Question from Orbit: Hi, where do you see the future of Asian-American actors? How do you think the influx of Asian (HK) actors will influence the ability of Asian-American actors like yourself to break from traditional stereotypes and take on more mainstream roles?
Russell Wong: I think the influence of the Hong Kong actors, or Chinese actors, creates awareness. The future of Asian-American actors, however, I'm not sure.
I have been, you know, kind of struggling with this topic most of my career. I have had some good breaks here and there. But because it is a business, it is supply and demand. If you have a box office draw in Asia, maybe you will generate more work for yourself in America.

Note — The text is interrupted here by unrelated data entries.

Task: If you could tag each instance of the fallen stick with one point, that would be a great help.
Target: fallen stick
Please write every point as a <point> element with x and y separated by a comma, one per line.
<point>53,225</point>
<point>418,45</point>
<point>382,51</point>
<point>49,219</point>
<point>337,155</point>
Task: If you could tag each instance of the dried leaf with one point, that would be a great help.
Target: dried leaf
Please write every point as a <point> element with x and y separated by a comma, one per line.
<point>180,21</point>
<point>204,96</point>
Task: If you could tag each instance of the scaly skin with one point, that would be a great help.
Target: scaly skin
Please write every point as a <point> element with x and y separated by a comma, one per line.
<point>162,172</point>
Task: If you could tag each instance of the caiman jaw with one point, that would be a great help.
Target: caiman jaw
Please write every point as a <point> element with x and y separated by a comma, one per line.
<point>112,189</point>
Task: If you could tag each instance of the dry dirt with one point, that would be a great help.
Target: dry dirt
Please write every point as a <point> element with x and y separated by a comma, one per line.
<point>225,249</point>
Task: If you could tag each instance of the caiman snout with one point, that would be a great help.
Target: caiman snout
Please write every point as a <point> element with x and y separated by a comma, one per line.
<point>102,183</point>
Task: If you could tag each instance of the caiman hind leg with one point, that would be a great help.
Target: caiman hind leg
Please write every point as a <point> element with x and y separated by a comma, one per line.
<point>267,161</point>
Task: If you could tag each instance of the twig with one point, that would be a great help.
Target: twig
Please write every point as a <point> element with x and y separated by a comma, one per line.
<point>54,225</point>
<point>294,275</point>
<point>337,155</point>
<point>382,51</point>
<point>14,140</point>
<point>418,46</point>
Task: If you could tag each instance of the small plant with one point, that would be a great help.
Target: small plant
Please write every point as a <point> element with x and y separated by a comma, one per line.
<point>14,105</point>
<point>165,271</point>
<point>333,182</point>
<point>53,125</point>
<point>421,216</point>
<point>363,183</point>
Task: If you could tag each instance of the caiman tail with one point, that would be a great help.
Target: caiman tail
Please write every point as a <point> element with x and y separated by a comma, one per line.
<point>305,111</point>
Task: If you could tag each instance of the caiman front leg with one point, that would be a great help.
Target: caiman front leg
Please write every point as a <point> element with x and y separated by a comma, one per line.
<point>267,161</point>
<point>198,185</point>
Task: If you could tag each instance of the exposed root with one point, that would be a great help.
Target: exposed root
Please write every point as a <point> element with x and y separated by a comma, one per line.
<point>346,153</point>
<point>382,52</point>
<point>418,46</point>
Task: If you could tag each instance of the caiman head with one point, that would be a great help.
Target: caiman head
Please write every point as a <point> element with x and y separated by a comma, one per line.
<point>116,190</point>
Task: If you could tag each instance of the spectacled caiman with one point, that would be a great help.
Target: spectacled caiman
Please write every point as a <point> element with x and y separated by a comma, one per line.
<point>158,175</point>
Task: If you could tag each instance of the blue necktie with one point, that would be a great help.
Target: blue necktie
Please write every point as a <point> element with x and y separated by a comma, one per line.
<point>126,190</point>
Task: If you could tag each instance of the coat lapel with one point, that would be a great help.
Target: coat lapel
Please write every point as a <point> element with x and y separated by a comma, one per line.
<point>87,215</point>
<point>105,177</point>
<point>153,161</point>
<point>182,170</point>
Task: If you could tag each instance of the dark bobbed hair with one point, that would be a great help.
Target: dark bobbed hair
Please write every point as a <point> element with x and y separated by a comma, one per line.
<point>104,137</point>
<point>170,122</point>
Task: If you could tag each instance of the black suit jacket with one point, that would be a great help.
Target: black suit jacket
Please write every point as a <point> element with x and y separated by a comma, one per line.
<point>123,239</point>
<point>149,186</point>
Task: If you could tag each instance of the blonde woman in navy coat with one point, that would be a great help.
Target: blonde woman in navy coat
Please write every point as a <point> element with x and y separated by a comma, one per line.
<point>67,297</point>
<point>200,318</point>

Question from Judy: Dear, Mr. Wong, who is your role model?
Russell Wong: Role model? There are different role models. Some of them are just like friends who lived their lives based on spiritual principles and their positive examples. They aren't really famous people. They are just "people people."
Question from When: When is "The Monkey" scheduled to be shown on TV?
Russell Wong: It is scheduled to be on TV after Chinese New Year, next year, January, February, around there.Chat Moderator: Do you have any final thoughts to share with us?
Russell Wong: Thank you for the interest. I hope you enjoy "The Monkey King."Chat Moderator: Thank you for joining us.Russell Wong: Okay, thank you, bye.
Russell Wong joined the chat from CNN’s Hong Kong bureau by telephone. CNN.com provided a typist. The above is an edited transcript of that chat.